Mrs. Giffords was shot in the head in a mass shooting in Tucson in January, but is making a remarkable recovery.

ILLINOIS

Apartment fire kills 6, including 3 children

AURORA — An apartment fire in this town 40 miles west of Chicago has left six people dead, including three children, and a dozen others sent to hospitals with injuries.

Aurora public information officer Dan Ferrelli said in a news release the fire started about 4 a.m. Sunday in a three-story building where at least 35 people were living.

According to Mr. Ferrelli three people died at hospitals — an adult male, a boy estimated at 5 to 7 years old and an infant — while three others were pronounced dead at the scene — a boy about 10 years old and two women, probably in their 30s.

Fire officials are investigating the cause of the blaze.

NEVADA

Reports of Lake Clemens are greatly exaggerated

RENO — Mark Twain will have to wait to get recognition in the state where he assumed his pen name nearly 150 years ago.

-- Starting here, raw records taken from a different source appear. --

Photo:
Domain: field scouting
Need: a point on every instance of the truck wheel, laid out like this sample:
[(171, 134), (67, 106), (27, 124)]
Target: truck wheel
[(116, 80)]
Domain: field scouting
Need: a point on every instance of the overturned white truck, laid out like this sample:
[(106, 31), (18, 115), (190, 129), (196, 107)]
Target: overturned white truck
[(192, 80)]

The U.S. Board on Geographic Names has rejected a bid by its Nevada counterpart to name a scenic Lake Tahoe cove for Samuel Clemens, which was Mark Twain’s real name.

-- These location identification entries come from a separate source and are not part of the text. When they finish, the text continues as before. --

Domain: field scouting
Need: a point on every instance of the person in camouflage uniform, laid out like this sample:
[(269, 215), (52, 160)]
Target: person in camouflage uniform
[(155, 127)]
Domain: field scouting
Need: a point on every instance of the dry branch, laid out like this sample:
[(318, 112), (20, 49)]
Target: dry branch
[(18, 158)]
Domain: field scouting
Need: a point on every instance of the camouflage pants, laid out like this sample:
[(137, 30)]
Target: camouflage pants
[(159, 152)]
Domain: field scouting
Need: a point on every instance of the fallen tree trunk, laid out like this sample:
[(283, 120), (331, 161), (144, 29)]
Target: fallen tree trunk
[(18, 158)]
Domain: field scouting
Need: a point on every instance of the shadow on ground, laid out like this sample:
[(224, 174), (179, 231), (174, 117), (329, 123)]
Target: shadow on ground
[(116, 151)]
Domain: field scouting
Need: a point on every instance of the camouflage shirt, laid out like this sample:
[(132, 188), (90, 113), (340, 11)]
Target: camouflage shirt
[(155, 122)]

The Nevada State Board on Geographic Names voted in September to back the request in part because there is no geographic feature in the state named for Twain, whose book “Roughing It” put Nevada on the map.

But the national board, which denied the bid on a 5-4 vote Thursday, cited opposition by the U.S. Forest Service and doubt about whether Twain actually camped at the inlet on Lake Tahoe’s northeast shore near Incline Village, as the Nevada board maintains he did in 1861.

“Here you have a state saying one thing, and a land agency saying something else,” said Lou Yost, executive secretary of the national board.

While Twain wrote adoringly about Lake Tahoe, including an oft-quoted poetic phrase about the lake, the Forest Service noted that “his legacy also is that he carelessly started a forest fire and then returned to Carson City.”

NORTH CAROLINA

Graham returns home after bout of pneumonia

ASHEVILLE — The Rev. Billy Graham was back at his North Carolina home Sunday after being hospitalized for five days with pneumonia.

Mr. Graham’s doctors at Mission Hospital in Asheville said the 92-year-old evangelist had responded well to treatment and regained strength.

“We expect continuing recuperation at home with very gradual recovery, returning to normal activities over several weeks,” Dr. Lucian Rice, the minister’s primary care physician, said in a news release from the hospital. “I’m delighted that he has come back this fast.”

Mr. Graham — who went to the hospital Wednesday with sweating, coughing and breathing difficulty — was able to continue his routine while in the hospital, having his weekly Bible study and prayer with his pastor

Still, he was glad to be home, his spokesman A. Larry Ross said. “Mr. Graham remained alert and in good spirits upon discharge,” Mr. Ross said.